L’artista ci guida in un percorso votato all’esplorazione della sua identità più intima e profonda. I quadri sono pagine di un diario in cui Mario Spada racconta istanti fuggevoli vissuti all’interno della propria interiorità; le immagini ci appaiono non attraverso una chiarezza limpida, cristallina, come quella con cui conosciamo la realtà esterna, che tematizziamo con idee e concetti; piuttosto, esse restano come in penombra, sopraffatte dal fluire incessante del vissuto coscienziale che, assecondato nel suo scorrere continuo, non lascia tempo alla cristallizzazione dei pensieri; allo stesso modo, la penombra simbolizza anche l’oscurità del nostro inconscio, il cui abisso profondo i raggi del sole, chiari e caldi, non riescono ad illuminare. Esso rimane impigliato in un gioco di ombre, la cui oscurità modulata crea un’atmosfera affascinante ed irresistibile.
Soggetti dei quadri sono sempre i paesaggi; la rappresentazione di questi luoghi, tuttavia, non è mai fine a se stessa. Impensabile è scindere lo spazio fisico dall’emozione che da esso si sprigiona, arricchendo con attributi inediti e surreali, quasi melodici, la percezione visiva.
Il sentimento che in particolare suscitano i paesaggi di Mario Spada sembra essere sempre quello della malinconia, un affetto lontano e vago, carico di dolce, sfumata inquietudine.
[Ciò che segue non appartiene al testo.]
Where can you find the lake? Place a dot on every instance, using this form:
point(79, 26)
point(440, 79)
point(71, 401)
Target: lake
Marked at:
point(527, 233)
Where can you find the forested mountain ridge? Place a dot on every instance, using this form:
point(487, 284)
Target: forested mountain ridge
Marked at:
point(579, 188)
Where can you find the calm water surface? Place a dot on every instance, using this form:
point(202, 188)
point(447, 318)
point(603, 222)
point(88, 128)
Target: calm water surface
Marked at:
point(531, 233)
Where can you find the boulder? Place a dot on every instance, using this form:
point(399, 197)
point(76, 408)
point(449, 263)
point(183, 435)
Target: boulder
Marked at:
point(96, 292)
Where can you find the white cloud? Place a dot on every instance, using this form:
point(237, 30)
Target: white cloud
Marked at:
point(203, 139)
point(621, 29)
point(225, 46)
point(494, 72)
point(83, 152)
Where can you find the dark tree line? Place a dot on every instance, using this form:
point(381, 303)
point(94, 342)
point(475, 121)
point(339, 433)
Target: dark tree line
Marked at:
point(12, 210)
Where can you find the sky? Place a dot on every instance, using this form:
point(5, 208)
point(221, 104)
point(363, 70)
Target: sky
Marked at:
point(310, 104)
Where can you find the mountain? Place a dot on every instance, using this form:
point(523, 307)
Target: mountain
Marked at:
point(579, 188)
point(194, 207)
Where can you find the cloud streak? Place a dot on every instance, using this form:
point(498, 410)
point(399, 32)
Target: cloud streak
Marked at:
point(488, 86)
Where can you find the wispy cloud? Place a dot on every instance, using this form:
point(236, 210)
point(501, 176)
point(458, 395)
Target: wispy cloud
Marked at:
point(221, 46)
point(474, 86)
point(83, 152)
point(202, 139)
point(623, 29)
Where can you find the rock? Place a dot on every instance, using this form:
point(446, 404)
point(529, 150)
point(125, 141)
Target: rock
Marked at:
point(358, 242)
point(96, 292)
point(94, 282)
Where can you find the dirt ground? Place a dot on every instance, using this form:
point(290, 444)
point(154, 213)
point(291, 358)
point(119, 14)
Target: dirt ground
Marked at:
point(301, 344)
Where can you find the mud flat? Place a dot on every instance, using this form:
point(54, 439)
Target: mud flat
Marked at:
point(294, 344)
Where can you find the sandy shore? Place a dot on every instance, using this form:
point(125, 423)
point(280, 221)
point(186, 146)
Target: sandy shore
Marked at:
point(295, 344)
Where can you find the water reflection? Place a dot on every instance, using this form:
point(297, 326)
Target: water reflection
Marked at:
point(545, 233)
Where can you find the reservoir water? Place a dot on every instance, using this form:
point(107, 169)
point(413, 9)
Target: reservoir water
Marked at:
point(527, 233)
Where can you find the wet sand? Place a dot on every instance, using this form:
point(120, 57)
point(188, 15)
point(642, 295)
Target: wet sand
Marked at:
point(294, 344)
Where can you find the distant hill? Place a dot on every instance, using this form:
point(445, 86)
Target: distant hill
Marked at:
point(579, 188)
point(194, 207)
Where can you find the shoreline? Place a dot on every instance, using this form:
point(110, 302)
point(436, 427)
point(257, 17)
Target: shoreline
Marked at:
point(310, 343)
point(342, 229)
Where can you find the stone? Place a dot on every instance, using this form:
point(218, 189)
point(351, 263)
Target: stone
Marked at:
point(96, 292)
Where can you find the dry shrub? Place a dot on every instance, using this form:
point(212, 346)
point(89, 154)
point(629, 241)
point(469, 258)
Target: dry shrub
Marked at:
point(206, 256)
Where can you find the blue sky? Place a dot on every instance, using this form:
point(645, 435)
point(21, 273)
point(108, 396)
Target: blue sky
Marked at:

Allora l’etere si tinge del rosa e dell’arancione dei tramonti, o del grigio plumbeo e minaccioso di un cielo temporalesco, le linee di contorno sono imprecise, gli elementi paesaggistici si confondono gli uni agli altri, e le tonalità sono un po’ cupe, scure, a significare e a celebrare questo senso di malinconia.
Uno dei temi su cui giocano questi quadri è il rapporto fluido e inscindibile tra passato e presente, in una linearità temporale che è libera, creatrice, progressiva, ma sempre coerente e unitaria. Il passato attraverso il ricordo si fonde nel presente, indugia e quindi lascia spazio all’apertura verso il futuro, in una trama di rimandi inconclusa e fortemente dinamica.
Occhi disegnati, infine, spuntano e qua e là nei quadri tra le stesure di colore. Sono sguardi osservatori; estranei vojeuristi che si insinuano, attenti e curiosi, nello spazio più intimo, profondo e inenarrabile della coscienza.